Scott Walker
LAURIE KELLMAN 04/14/11 11:07 PM ET
WASHINGTON — Wisconsin Gov. Scott Walker defended his school of union hobbling as a route to fiscal discipline to budget-weary Washington on Thursday, telling a House committee that protracted, nail-biting negotiations in tough economic times can produce inaction and bad policy.
"Sometimes," the Republican governor told the House Oversight and Government Reform Committee, "bipartisanship is not so good."
Walker clearly was speaking of recent Wisconsin budget history. Still, it was an extraordinary message to deliver to Capitol Hill at a time of divided government, when leaders in Congress realize they have little choice but to negotiate the path toward the nation's economic stability. As Walker spoke to the House panel, a Congress facing tough fiscal battles ahead was preparing to send the White House a bipartisan deal for $38 billion in spending cuts over the next six months.

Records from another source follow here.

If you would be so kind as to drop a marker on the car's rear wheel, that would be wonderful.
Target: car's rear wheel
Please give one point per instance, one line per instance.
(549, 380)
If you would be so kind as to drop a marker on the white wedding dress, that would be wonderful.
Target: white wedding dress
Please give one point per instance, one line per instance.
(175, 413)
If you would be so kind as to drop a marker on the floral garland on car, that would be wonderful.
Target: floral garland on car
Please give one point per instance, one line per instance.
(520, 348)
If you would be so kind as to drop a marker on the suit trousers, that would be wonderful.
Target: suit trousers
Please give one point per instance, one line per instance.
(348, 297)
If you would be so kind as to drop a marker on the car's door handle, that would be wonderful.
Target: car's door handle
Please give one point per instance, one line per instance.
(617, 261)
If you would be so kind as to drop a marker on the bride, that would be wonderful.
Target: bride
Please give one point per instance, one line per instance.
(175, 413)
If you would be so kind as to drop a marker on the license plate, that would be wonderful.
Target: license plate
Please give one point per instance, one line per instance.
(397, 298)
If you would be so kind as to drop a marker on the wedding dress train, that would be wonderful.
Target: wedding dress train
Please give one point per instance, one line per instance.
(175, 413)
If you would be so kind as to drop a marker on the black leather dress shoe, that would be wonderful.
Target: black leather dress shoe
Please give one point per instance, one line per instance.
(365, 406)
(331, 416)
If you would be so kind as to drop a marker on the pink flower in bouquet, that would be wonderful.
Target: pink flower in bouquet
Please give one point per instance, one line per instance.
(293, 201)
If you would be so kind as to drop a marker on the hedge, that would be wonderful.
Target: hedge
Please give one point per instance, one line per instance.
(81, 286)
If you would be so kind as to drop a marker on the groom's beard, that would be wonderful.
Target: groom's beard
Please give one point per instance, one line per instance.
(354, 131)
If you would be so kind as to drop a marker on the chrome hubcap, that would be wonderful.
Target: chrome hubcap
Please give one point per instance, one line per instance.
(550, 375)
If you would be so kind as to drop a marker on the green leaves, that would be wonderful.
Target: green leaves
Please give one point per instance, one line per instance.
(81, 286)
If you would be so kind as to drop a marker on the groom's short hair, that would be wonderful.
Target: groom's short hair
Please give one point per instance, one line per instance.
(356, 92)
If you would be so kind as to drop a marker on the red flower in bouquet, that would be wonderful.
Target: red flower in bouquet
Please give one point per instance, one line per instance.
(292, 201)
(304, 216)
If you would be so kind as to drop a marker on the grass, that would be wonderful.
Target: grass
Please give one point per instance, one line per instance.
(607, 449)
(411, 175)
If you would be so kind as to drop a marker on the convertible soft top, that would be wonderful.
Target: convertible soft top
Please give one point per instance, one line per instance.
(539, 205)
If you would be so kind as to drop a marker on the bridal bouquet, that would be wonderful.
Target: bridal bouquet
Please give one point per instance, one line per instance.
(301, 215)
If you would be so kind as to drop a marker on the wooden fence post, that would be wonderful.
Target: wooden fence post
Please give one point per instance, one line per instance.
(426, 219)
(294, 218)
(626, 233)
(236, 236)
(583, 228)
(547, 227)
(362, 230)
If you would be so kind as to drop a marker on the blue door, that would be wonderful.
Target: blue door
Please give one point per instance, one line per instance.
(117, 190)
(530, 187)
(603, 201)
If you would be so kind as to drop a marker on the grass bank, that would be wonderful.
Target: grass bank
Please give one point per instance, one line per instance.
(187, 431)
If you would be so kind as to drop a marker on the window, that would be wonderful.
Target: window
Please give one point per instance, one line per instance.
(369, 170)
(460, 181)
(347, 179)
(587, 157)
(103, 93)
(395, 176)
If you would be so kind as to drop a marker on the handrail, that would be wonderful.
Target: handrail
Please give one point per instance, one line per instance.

"This is the best we could get out of divided government," House Speaker John Boehner, R-Ohio, told reporters.
Walker's budget for Wisconsin is just the opposite – an explicit act of partisanship.
Passed by a Republican-controlled legislature and now the subject of a court fight, it ends collective bargaining on everything except wages for state and local government employees and requires them to absorb more of their pension and health care costs. The state no longer will collect dues for unions through paycheck deductions.